Второй проект, выдвинутый финансовым уполномоченным Российского правительства в Нью-Йорке В. И. Новицким и экспертом Парижского банка П. Гольцингером, предусматривал учреждение банка «для внешней торговли», «распределяющего валюту», которая будет поступать на его счета в качестве кредитов от «союзников». «Новое учреждение, имеющее выпустить знаки для торговли, будет по своему характеру являться расчетной палатой по торговле, предоставляющей импортерам в обмен на привозимые товары новые знаки, разменные на иностранную валюту…». При том условии, что внутри страны иностранная валюта не имела бы хождения, а выступала бы только в качестве эквивалента для товарообмена, а золотой запас следовало сделать основой для денежного обращения.
Пока Москва и Петроград были советскими, предполагалось открыть банк в Париже или в Лондоне и передать ему не только операции по кредитованию товарного рынка, но и использовать для финансирования поставок вооружения белым армиям. В Правление банка следовало бы ввести представителей от всех белых правительств, признающих власть Верховного правителя адмирала Колчака, и, таким образом, банк становился бы еще и полноправным финансово-политическим органом, представлявшим интересы России в Зарубежье.

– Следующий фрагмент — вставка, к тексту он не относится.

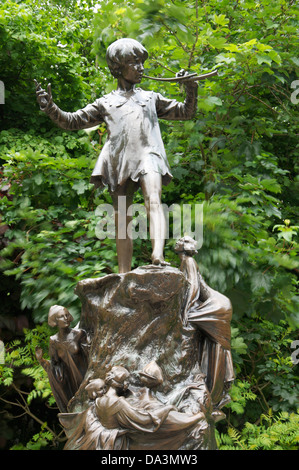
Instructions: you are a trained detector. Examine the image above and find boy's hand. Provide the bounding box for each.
[176,69,198,88]
[34,80,53,111]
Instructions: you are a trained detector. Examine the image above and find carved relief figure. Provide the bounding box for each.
[36,305,88,412]
[36,38,198,273]
[58,379,106,450]
[175,236,234,408]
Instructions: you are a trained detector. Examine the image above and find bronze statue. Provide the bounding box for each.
[175,236,234,409]
[36,305,88,411]
[36,38,234,451]
[36,38,198,273]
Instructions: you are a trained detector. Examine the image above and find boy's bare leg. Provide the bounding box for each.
[111,184,134,273]
[139,172,169,265]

Третий проект принадлежал Путилову. Уже в декабрьском (1918 г.) докладе он говорил о готовности заграничных отделений Русско-Азиатского банка передать свои капиталы в распоряжение российского Совещания Послов, считая данную организацию единственной законной преемницей российской общегосударственной власти. Вообще Русско-Азиатский банк оставался и после большевистской национализации банков коммерческим банком, продолжавшим финансовые операции, правда, только благодаря своим заграничным отделениям в Париже, а также в городах Китая и Японии. Функционировало Правление банка, в котором ведущую роль по-прежнему играл Алексей Иванович. Во многом благодаря финансовой поддержке банка получали жалованье служащие и рабочие российского управления Китайско-Восточной железной дороги.
Как отмечалось в первой книге монографии, Путилов играл активную роль в составе т. н. «делового кабинета», созданного летом 1918 г. генералом Хорватом. Имеются также и сведения о финансовой поддержке банком будущего Верховного Правителя России адмирала Колчака, возвращавшегося в Россию через Китай летом 1918 г. и занявшего должность начальника штаба российских войск в полосе КВЖД. При поддержке Путилова функционировало и Парижское РПС, получая из «Путиловской кассы» ежемесячно 200 тысяч франков.

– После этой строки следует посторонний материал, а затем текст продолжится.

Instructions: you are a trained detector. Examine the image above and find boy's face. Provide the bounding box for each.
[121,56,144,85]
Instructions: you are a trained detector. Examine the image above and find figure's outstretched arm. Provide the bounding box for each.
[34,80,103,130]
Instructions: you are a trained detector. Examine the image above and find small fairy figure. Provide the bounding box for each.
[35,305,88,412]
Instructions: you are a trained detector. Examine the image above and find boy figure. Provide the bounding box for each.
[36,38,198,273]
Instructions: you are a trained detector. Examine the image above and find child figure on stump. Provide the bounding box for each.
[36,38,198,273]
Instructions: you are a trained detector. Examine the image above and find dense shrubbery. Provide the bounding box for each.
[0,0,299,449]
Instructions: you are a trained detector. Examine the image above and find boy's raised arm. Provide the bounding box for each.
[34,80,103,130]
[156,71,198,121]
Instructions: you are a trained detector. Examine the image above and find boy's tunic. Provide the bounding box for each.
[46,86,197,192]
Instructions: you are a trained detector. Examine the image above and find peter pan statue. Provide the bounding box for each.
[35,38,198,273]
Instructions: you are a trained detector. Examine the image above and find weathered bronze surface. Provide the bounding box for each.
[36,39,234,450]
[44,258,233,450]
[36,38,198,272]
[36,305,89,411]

Авторитет Путилова как делового человека, финансиста-практика был весьма высок. Он не ограничивался «прожектами» и «благими намерениями». В начале 1919 г. Путилову удалось достичь принципиального согласия Banque de France на создание русско-французского Эмиссионного Банка с уставным капиталом в 1,5 млрд франков для подготовки введения «русского франка» и начала «первого этапа» денежной реформы (за образец Путилов предлагал взять Exchange office, созданный англичанами в Архангельске, а также французский Индо-Китайский банк во Владивостоке). С его помощью предполагалось не только финансировать французские воинские контингенты в России, но и «вытеснить местные русские деньги», ликвидировать т. н. денежную неразбериху.

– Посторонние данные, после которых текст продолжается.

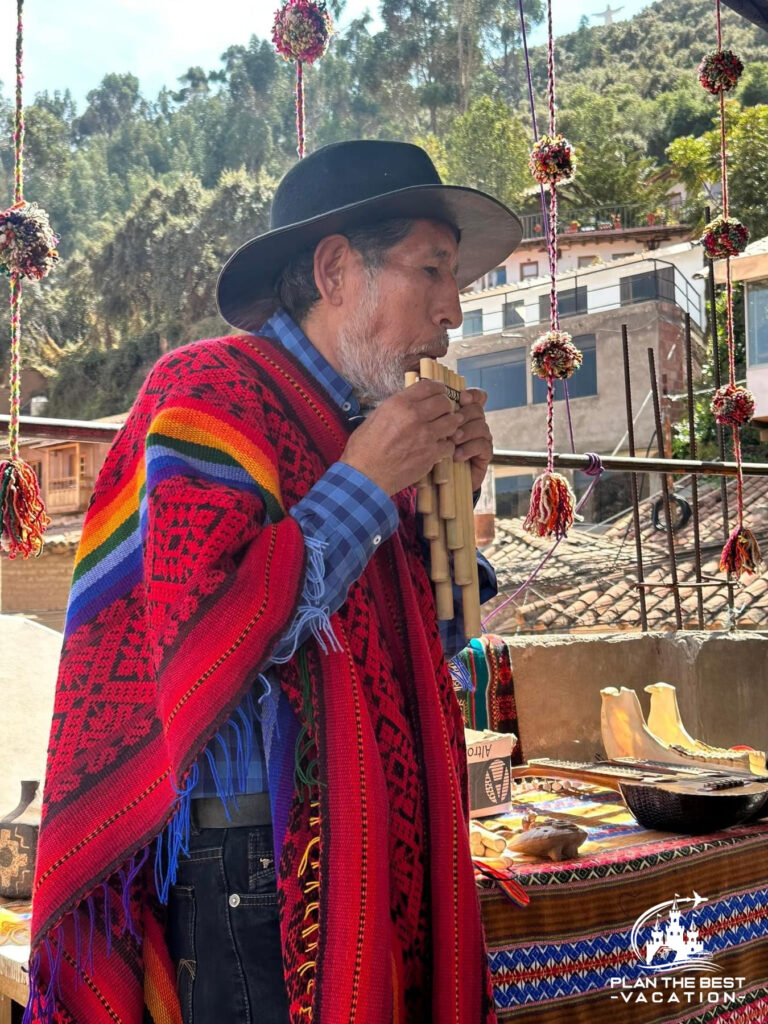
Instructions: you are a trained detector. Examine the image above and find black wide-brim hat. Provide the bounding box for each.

О проектах Комиссии сообщили в Омск, но, вопреки ожиданиям, из столицы Белой России последовал довольно сдержанный ответ премьера П. В. Вологодского, согласованный с министром финансов И. А. Михайловым. Оба, хотя и признавали необходимость иностранной помощи, выражали беспокойство, что создание подобного банка встретит противодействие отечественных предпринимателей и финансистов, и приведет к зависимости России от иностранных капиталов. Для представителей Российского правительства гораздо важнее было не создание новых банков, а поддержка рубля посредством увеличения «внутренних накоплений», повышения прямых и косвенных налогов. Нужны были своевременное взимание акцизов, казенная монополия на алкоголь, дальнейшее развитие добычи золота и платины в Сибири и на Урале.
Несмотря на скептицизм официальной белой власти большинство членов Комиссии согласилось с возможностью создания подобного банка. Оставалось только добиться его учреждения и признания. Но этого не произошло.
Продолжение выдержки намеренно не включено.